GCP Dataproc Platform Setup#
This section covers how to install and setup Big Data Toolkit in the GCP Dataproc Platform
Create a Storage Bucket#
- Go to https://console.cloud.google.com/. Using the top bar, search for buckets. 

- If there is not a bucket available to store the Big Data Toolkit artifacts, create one. 

Place BDT Artifacts in Storage#
- Upload the Big Data Toolkit artifacts to the bucket created in the previous step. Upload the Python package .zip, Java package .jar and license file *.lic. You will need all three. 

Create a Cluster#
- In the top bar, search “dataproc”. 

- Select Clusters in the left sidebar. Then click “Create Cluster” to begin the cluster creation process. 

- Choose to create the cluster on Compute Engine 

- In the opening pane, set your cluster name and region, then scroll to the Components section and toggle Jupyter Notebook On. 

- Navigate to the Customize Cluster pane. Set the following Cluster properties: - Prefix 1: spark, Key 1: spark.jars, Value 1: The location of your BDT jar file 
- Prefix 2: spark, Key2: spark.submit.pyFiles, Value 2: The location of your BDT Zip file 
 

Enable Big Query (Optional)
- Due to a known issue with the Dataproc 2.2.x images, the following cluster configuration is required to use Big Query with BDT in GCP Dataproc. 
- In the Customize Cluster pane during cluster creation, set the following Custom cluster Metadata: - Key 1: SPARK_BQ_CONNECTOR_URL, Value 1: gs://spark-lib/bigquery/spark-3.5-bigquery-0.42.0.jar 
 

- Finish configuring the cluster to your preferences. Click “Create” and the cluster will be created shortly. 
Open JupyterLab#
- When the cluster is created, its status will show as “running”. Click on the name of the cluster to open the Cluster Details. 

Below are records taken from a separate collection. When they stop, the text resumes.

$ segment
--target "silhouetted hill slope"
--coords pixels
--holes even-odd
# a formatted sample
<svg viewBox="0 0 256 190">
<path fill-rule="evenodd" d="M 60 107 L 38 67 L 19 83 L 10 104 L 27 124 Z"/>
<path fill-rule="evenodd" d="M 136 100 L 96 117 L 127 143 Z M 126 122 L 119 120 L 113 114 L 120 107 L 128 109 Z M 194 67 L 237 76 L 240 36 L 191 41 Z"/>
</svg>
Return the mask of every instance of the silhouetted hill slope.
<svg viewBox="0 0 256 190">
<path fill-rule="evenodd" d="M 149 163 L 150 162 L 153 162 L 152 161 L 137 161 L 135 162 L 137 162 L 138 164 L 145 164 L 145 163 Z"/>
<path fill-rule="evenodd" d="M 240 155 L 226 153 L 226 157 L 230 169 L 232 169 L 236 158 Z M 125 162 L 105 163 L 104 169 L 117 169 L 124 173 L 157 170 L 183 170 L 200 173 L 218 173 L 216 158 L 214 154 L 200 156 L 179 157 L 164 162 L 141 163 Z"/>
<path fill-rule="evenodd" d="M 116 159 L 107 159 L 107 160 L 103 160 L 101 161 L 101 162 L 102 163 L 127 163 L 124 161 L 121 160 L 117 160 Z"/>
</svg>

- Navigate to the Web interfaces tab and select the link to JupyterLab 

- Once inside JupyterLab, create a new jupyter notebook. Select PySpark as the kernel when prompted. 

Import BDT#
- To import and authorize BDT, Run the following cell after replacing the filepath to point to the location of the BDT license uploaded to Cloud Storage earlier. 
import bdt
bdt.auth("gs://[your-bucket]/[path-to-artifacts]/bdt.lic")
from bdt import functions as F
from bdt import processors as P
from bdt import sinks as S
from pyspark.sql.functions import rand, lit
- Try out the API by importing the SQL functions and listing the functions 
spark.sql("show user functions like 'ST_*'").show()